In my seventh grade English Literature Arts class the other day, I made the students write a 13 sentence mini story by using different types of sentences and figurative language.  I’ll list the sentence types after the story for you teacher folk if you’re interested.  First, here’s what I wrote while the kids were writing.  I always do the activities because I like writing too.  You gotta practice what you preach.  Know what I’m saying!  And to think, I almost threw this gem away without sharing it with the world.


I needed a burrito from Qdoba.  I often talk out loud to myself so I declared, “I need a queso burrito mas rapido!”  I can’t speak Spanish, but I know mas rapido means quickly.  After I shouted my intentions in the middle of the seventh grade math class I have the first hour of the school day, I walked out the door.  My math teacher chased after me, but I was too fast for his crusty old self because I slammed four Red Bulls for breakfast.  The principal, the assistant principal and the secretary tried to stop me from leaving the school too.  They couldn’t catch me as I sprinted out the front doors of school, that oppressive prison.  Don’t question my Qdoba queso burrito obsession.  I stole my math teacher’s mini van and drove as fast as Nascar driver into the city.  I’m a beast on the prowl for delicious burritos.  I can hear the burrito calling out to me, asking me to eat it.  When I arrived in the city, I was madder than a honey badger in a snake pit.  CRACK!  I smashed my fist against the dashboard of the mini van.  It was 7:45 in the morning and Qdoba was closed.

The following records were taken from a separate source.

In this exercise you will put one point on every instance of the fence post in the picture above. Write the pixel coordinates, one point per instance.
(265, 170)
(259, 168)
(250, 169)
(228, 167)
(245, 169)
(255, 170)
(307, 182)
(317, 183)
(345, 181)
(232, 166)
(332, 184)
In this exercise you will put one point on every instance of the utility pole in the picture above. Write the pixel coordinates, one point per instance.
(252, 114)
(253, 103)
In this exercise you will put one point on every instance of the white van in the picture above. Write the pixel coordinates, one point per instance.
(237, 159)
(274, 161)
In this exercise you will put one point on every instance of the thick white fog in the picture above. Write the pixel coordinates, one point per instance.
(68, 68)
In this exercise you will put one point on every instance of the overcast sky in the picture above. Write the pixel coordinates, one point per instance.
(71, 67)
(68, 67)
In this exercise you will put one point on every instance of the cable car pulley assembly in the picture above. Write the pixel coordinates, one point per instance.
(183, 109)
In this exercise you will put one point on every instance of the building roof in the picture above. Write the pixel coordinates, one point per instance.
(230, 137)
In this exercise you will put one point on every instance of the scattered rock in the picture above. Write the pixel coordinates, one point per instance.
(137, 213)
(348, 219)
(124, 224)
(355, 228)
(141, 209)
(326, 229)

This burrito doesn't look appetizing because I'm a bad artist, but it tastes good in real life!

This burrito doesn’t look appetizing because I’m a bad artist, but it tastes good in real life!

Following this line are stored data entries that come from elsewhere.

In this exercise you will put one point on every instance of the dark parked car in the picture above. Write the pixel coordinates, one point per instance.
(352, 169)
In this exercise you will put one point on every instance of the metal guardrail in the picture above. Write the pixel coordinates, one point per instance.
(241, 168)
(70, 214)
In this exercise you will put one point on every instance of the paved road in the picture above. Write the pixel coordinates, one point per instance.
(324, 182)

So here’s the sentence types and the figurative language I used, in order of appearance.

SIMPLE – One simple subject (noun) and a predicate.

COMPOUND – Two simple sentences connected by a coordinating conjunction (FANBOYS: For, And, Nor, But, Or, Yet, So)

COMPLEX – A simple sentence with a dependent clause.  The dependent clause has a subordinating conjunction in it. (After, Before, Because, If, Since…)

COMPOUND COMPLEX – A three part sentence with a coordinating conjunction and a subordinating conjunction.

TRIFECTA – A list of three things in a sentence.  I made this one up, but it adds good rhythm in writing.

APPOSITIVE – Also know as a comma sandwich.  Where you add an interrupt to further describe a noun.  Example – Bob, my silly friend, ate paste.

SIMILE – A comparison of two things that are not alike using the words like or as.

METAPHOR – A comparison of two things that are not alike without using the words like or as.

PERSONIFICATION – Giving a non human thing human like qualities.

HYPERBOLE – Big time exaggeration.

ONOMATOPOEIA – Words that sound like the actual word. Examples – Moo, Boom.

Try this with your class, or just try if you want to have fun while writing.  BAM!  I’m out!